Sun, salt and age have turned the once brown writing shirt, a distinguished “Horse Slobber Green”, faded to sage. One pocket is long gone, with stout dental floss he has sewn the remaining pocket on. The writing shirt, did the literary greats wear such a shirt? Those who roamed the Outback, broke trail with nothing to lose, where first to sail or go, the intense ones who threw paper and typewriter out the window. Did any of the lucky or who basked in wealth and glory, include a ratty shirt in their story?.
“Please keep this writing shirt”. Said Godfrey when last that October day we parted.

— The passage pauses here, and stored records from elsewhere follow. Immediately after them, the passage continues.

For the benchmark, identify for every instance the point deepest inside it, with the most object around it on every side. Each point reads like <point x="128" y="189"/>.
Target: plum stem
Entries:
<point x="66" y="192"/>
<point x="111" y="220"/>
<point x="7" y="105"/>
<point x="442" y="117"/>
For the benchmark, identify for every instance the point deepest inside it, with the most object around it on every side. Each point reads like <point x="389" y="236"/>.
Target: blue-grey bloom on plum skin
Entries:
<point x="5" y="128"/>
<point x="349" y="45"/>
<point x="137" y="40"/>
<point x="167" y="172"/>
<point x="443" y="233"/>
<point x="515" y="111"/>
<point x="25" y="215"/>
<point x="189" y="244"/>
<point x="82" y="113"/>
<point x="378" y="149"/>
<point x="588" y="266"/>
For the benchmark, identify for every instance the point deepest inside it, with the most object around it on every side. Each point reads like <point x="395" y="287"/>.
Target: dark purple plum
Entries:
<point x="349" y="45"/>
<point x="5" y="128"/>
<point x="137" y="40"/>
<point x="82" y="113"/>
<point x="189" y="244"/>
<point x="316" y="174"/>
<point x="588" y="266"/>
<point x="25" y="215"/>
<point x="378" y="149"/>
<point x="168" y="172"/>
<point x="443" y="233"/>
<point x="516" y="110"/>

Pulling over shaggy head, he presented it to me. It held that odd warmth, hanging baggy to my knee. “You will need the shirt to write, wear the shirt, while time waits for it to help you tell my story”. Godfrey, dearest friend, I implored him take it back, for we will guffaw again, and I could not write my way out of a wet paper sack”.

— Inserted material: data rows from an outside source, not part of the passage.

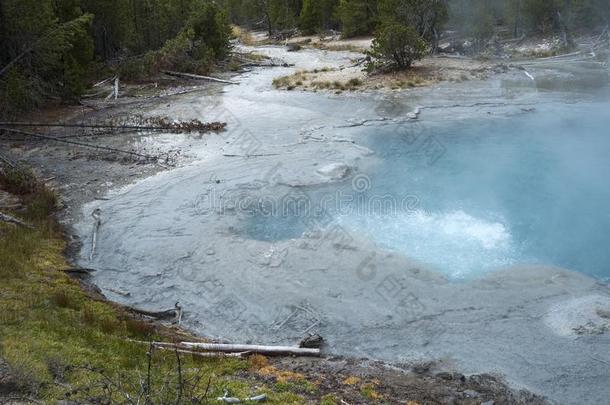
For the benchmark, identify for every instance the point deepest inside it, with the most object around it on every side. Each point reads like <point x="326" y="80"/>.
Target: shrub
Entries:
<point x="397" y="45"/>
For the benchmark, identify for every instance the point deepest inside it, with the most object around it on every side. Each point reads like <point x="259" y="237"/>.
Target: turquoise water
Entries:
<point x="529" y="189"/>
<point x="483" y="193"/>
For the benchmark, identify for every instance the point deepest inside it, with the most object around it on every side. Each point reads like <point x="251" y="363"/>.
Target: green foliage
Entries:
<point x="47" y="46"/>
<point x="426" y="16"/>
<point x="397" y="46"/>
<point x="317" y="15"/>
<point x="211" y="30"/>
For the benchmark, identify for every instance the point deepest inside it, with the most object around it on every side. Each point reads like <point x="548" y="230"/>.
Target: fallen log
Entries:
<point x="197" y="77"/>
<point x="269" y="350"/>
<point x="174" y="314"/>
<point x="97" y="216"/>
<point x="164" y="125"/>
<point x="78" y="271"/>
<point x="85" y="145"/>
<point x="12" y="220"/>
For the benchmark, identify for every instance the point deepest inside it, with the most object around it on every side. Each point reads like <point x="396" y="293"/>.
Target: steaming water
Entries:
<point x="497" y="192"/>
<point x="529" y="189"/>
<point x="532" y="189"/>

His ferry boat was docking, another one going, his final words lost to the ship’s whistles blowing. Wind gust drove autumn leaves past, swirled them to the guttering. He was laughing, calling down something, it may have been, “I will wait, as I know you would wait for me, at that distant shady gate”. “But it was probably “The walnuts were nasty in those last 6 butter tarts I ate”.
I wore the writing shirt my first ever flight, first ever, bittersweet trip to Wales. A middle aged ragamuffin, boarding the plane. Though nearly lost to Beatrice’s goats, the writing shirt and I made it home again. And, as is now well reported, eventually, I did take up my pen….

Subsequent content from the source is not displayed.